Anabelle sees herself as a victim of sex trafficking. Stories like hers are driving Proposition 35, a statewide ballot measure called the Californians Against Slavery and Exploitation (CASE) Act.

But Anabelle isn't supporting the CASE Act. And her arguments — and those of sex workers and their supporters — paint a very different picture of a law that could hurt the people it's supposed to protect.



The CASE Act would increase prison sentences for sex trafficking. It would mandate that convicted traffickers register, for life, as sex offenders, and would require that registered sex offenders hand over any online usernames and passwords to law enforcement.

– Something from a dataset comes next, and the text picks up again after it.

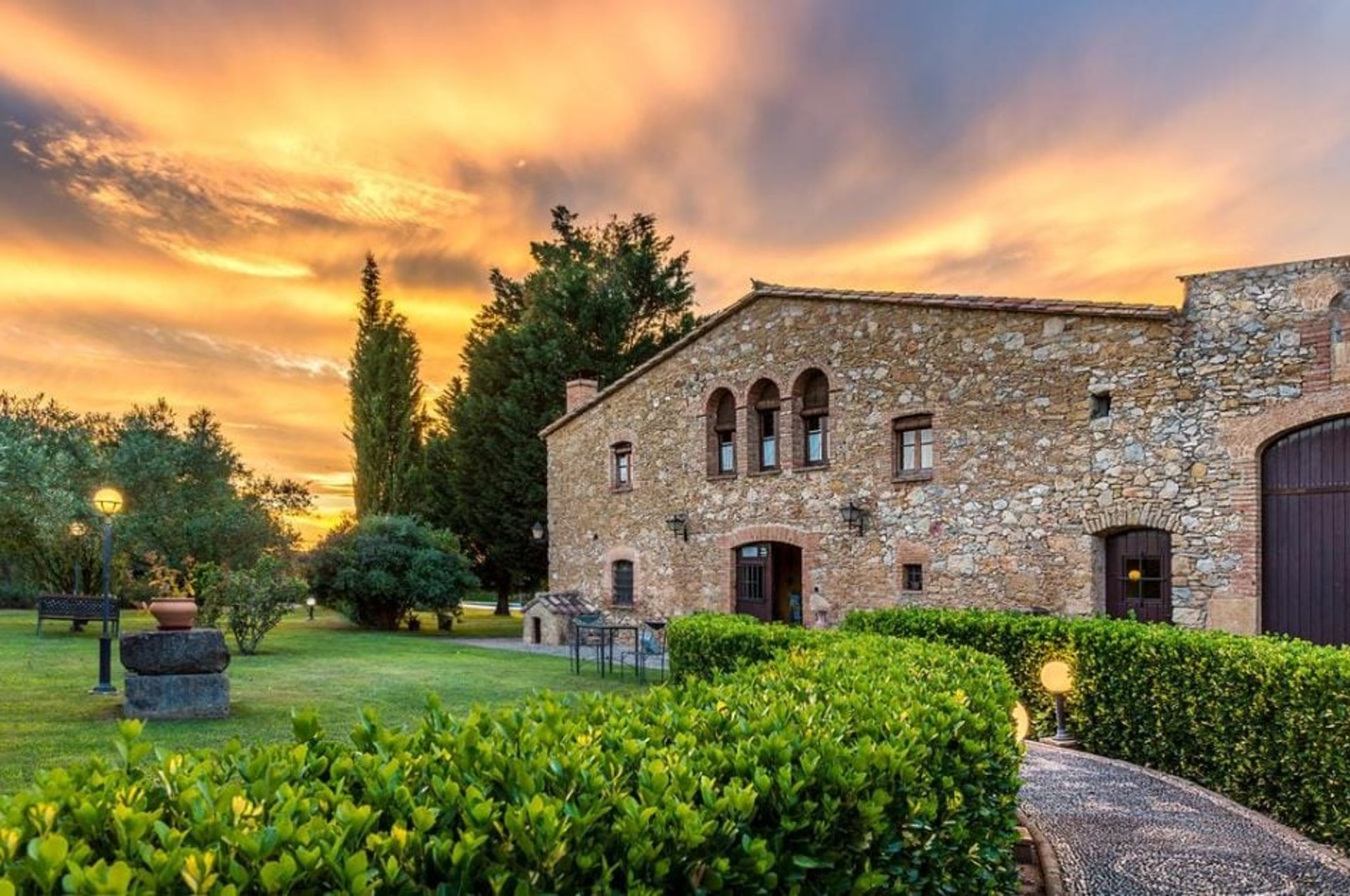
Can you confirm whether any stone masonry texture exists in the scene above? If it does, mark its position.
[544,258,1350,632]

It would also increase penalties for trafficking in humans for non-sexual purposes, as well as extortion, although neither of those are mentioned in summaries of the law or pro-Prop. 35 materials.

The act defines a person as "guilty of human trafficking" if that person "deprives or violates the personal liberty of another with the intent to effect or maintain a violation of" several parts of the California Penal Code that already exist.

"Traffickers, driven by greed, are instigating rape and torture on children and women, and treating people like lifeless and soulless things," says the CASE act website. And the stated intent of the act, to increase penalties for people who commit crimes like these, would garner little opposition.

But the CASE Act may go much farther. The ballot initiative was sponsored by billionaire and former Facebook Chief Privacy Officer Chris Kelly, who ran unsuccessfully for attorney general last year. It never got the rigorous review by legislative staff attorneys that other California bills go through. In fact, the Legislature already rejected a version of the CASE Act, citing concerns that it may have unintended consequences.

Greg Diamond, plaintiff's attorney who opposes Prop. 35, calls those consequences a "parade of horribles." Take the clause about deprivation or violation of personal liberty.

The act defines that phrase as "substantial and sustained restriction of another's liberty accomplished through force, fear, fraud, deceit, coercion, violence, duress, menace, or threat of unlawful injury to the victim or to another person."

All of the words on that list, of course, have their own legal definitions. Coercion, for example, is defined in part as "the provision and facilitation of any controlled substance to a person with the intent to impair said person's judgment."